Şirket, başta eski modelleri olmak üzere sahte ürünlere karşı defalarca uyarıda bulunmuş.

Japonya Patent Ofisi'nin mevcut en son raporuna göre, Japonya'daki şirketlerin yüzde yedisinden fazlası, 2020 yılında ürün sahteciliği nedeniyle iş kayıpları yaşadıklarını bildirirken, vakaların yaklaşık üçte biri Çin ile bağlantılı.

ICOM, müşterilerini orijinal ürün satın aldıklarından emin olmak için yalnızca yetkili distribütör ağını kullanmaya çağırdı.

Ancak Reuters tarafından yapılan araştırma, Çin'de onlarca mağazanın Alibaba, Taobao, JD ve Pinduoduo gibi e-ticaret platformlarında IC-V82 modeli de dahil olmak üzere ICOM markalı telsizler sattığını ortaya koydu.

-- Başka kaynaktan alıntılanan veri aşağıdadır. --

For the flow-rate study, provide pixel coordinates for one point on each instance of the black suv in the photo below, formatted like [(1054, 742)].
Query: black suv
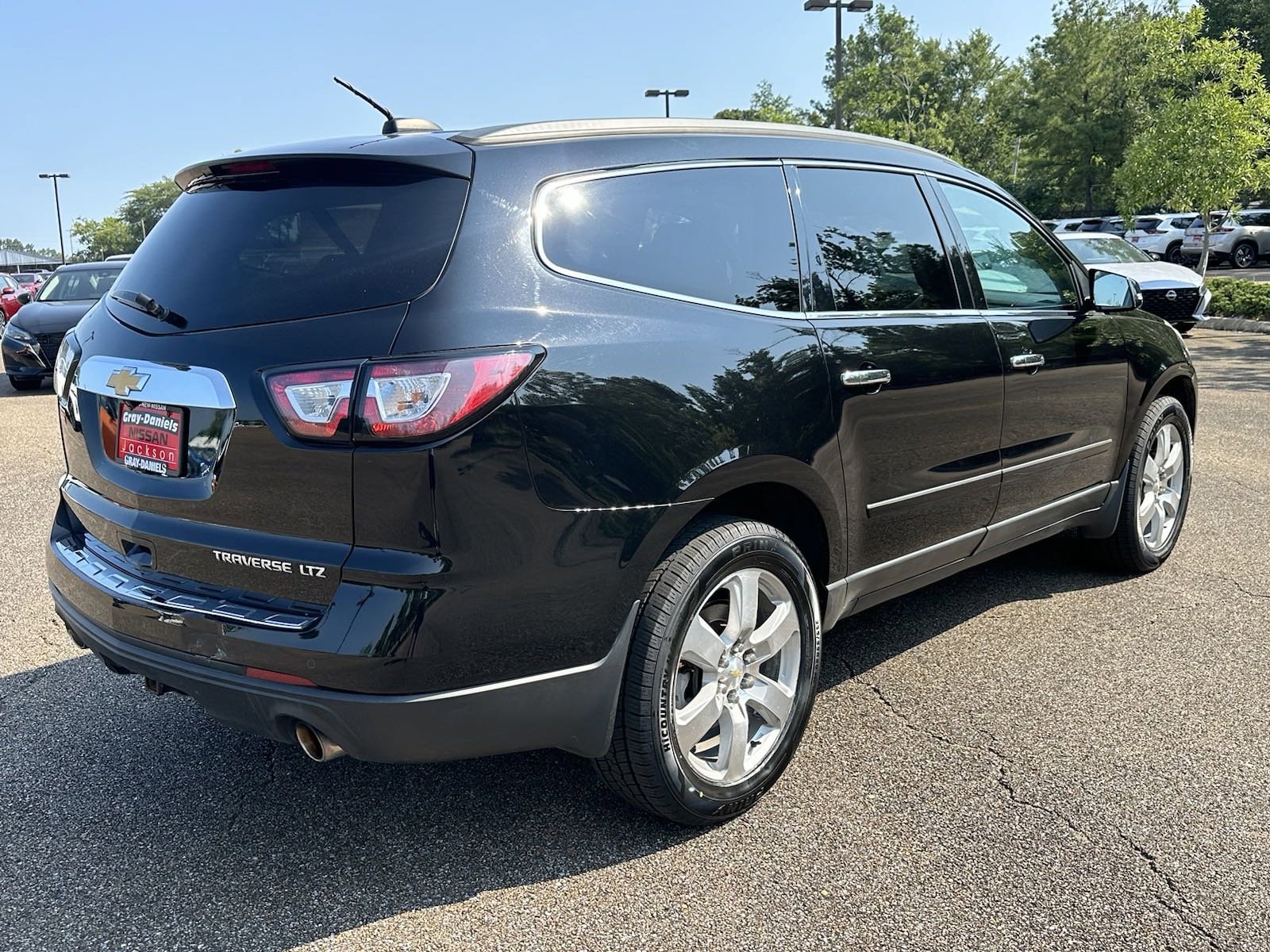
[(578, 435)]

Alibaba'da ICOM markalı ürünler satan ve hiçbiri ICOM'un web sitesinde resmi tedarikçi olarak listelenmeyen Çin merkezli üç satıcıdan Guangzhou Minxing Communication Equipment ve Shandong Pengcheng Technology orijinal ürünler sattıklarını söylerken, Guangzhou Yixin Trading Co. orijinal ürünlere ek olarak ‘Çin yapımı sahte ürünler’ sattığını itiraf etti.

ICOM, tüm ürünlerini Japonya'daki fabrikalarında ürettiğini söylüyor.

Reuters tarafından yapılan bir kontrol, üretimi durdurulan IC-V82 modelinin Vietnam'da e-ticaret platformu Shopee'de de satıldığını ve yaygın olarak bulunduğunu gösterdi.

Markası Budapeşte merkezli BAC'ye lisanslı olan Gold Apollo için tedarik zinciri, çeşitli ülkelerdeki yetkililerin şimdi tanımlamaya çalıştığı gizemli bir üretim rotasına dönüştü.

Sahte elektronik ürünleri inceleyen Maryland Üniversitesi İleri Yaşam Döngüsü Mühendisliği Merkezi'nden Diganta Das, “Ucuz ikinci el üretim ekipmanının yaygın olarak bulunması, sahte ürün üreticilerinin sadece bir bileşen üretmekten daha fazlasını, hatta tüm ürünleri üretebilmeyi başardıkları anlamına geliyor. Ben buna artık taklit demezdim, daha çok yasadışı sanayileşme derdim” şeklinde konuştu.